Made as a guesthouse to Maharaja of Bikaner by Malji Kothari – one of the richest Seths of Churu – Malji Ka Kamra is over 100 years’ old. The place was used as an entertainment house for visiting dignitaries with artists being called upon from all corners of Bikaner riyasat. One of the rooms still carry original painting of Ganga Singh Ji – who used to stay in that particular room during his frequent visits to Churu.

This stone and lime edifice was built over 17 years which shows in the changing style of artwork imprinted on its walls. The present owners – Anand Balan and Ranjitmal Kothari – carried out the restoration of this heritage building taking care to retain the integrity of its original style after it had reached a state of partial collapse due to neglect in last few decades.

Situated in the heart of Churu – the least explored of three districts comprising Shekhawati – Malji ka Kamra showcases a unique combination of Italian style construction combined with ingenuity of local architects. The hugely impressive stucco work on the exteriors and Shekhawati style murals painted in the interiors are some of the finest examples of art prevalent in early 20th century.

History of Churu

The city of Churu was founded in 1620 by a Jat chieftain Churru. Churu was ruled by Thakur Maldeo, the grandson of Rao Kandhal and uncle of Rao Bika, the Rathore Rajputs of Bikaner.

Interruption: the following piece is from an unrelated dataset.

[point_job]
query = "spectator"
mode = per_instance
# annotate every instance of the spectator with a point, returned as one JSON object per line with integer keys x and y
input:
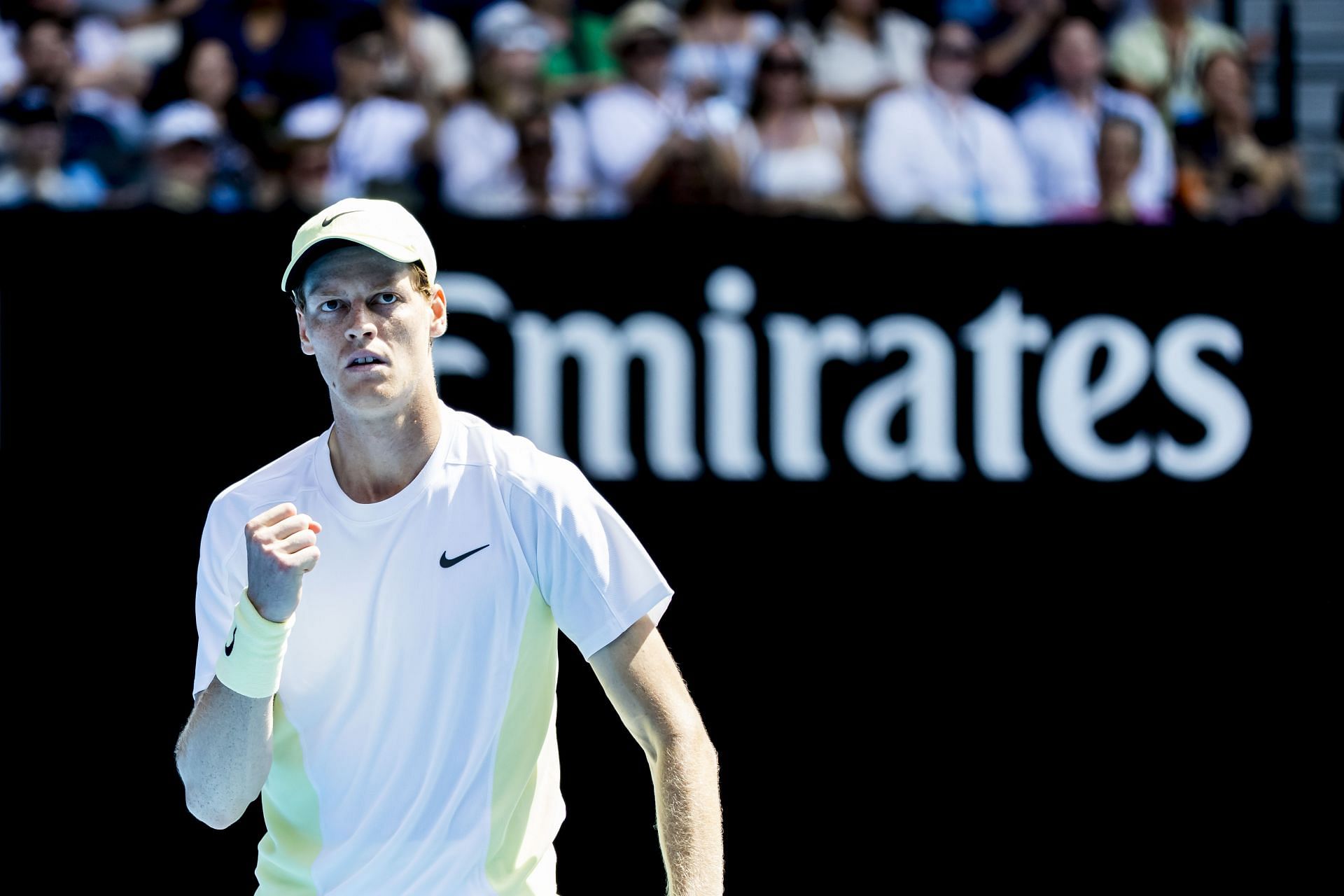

In the 18th century Churu fell on the caravan route and the business was thriving. However, by end of 18th century, due to excessive taxes imposed by local Thakur, most of the important traders were compelled to move across the border in Sikar (which came under state of Amber i.e. Jaipur). The Rao of Sikar, Devi Singh, gladly welcomed them to a place 15km south of Churu where the Poddars established the town of Ramgarh. This town boasts of a very high number of havelis and is called as Ramgarh Sethan (literally the merchant town of Ramgarh).

Soon, Churu came under direct rule of state of Bikaner after its Thakur revolted against the Maharaja of Bikaner, Surat Singh, with disastrous results. He had to commit suicide and the Maharaja took over the town in 1818. During one of these battles between the forces of Churu and Bikaner when all the copper and brass had been exhausted, Churu Thakur asked his womenfolk to part off their silver ornaments and with this metal, shells for the cannons were made and used in the battle. After 1830’s, as the trade patterns changed and the merchant families started migrating to new business centers of British India, they created a lot of wealth and decided to spend most of it back home. Not only were palatial homes decorated with magnificent frescoes created, but also buildings with social purposes like wells, baoris, chhatris and dharamshalas were made aplenty.

Today, Churu retains much of its original charm and adds rustic, 16px town’s feel to it with its colorful bazaar and unhurried life. The town is literally a living mural that has expressed itself on the walls of the havelis that remains to be discovered by tourists.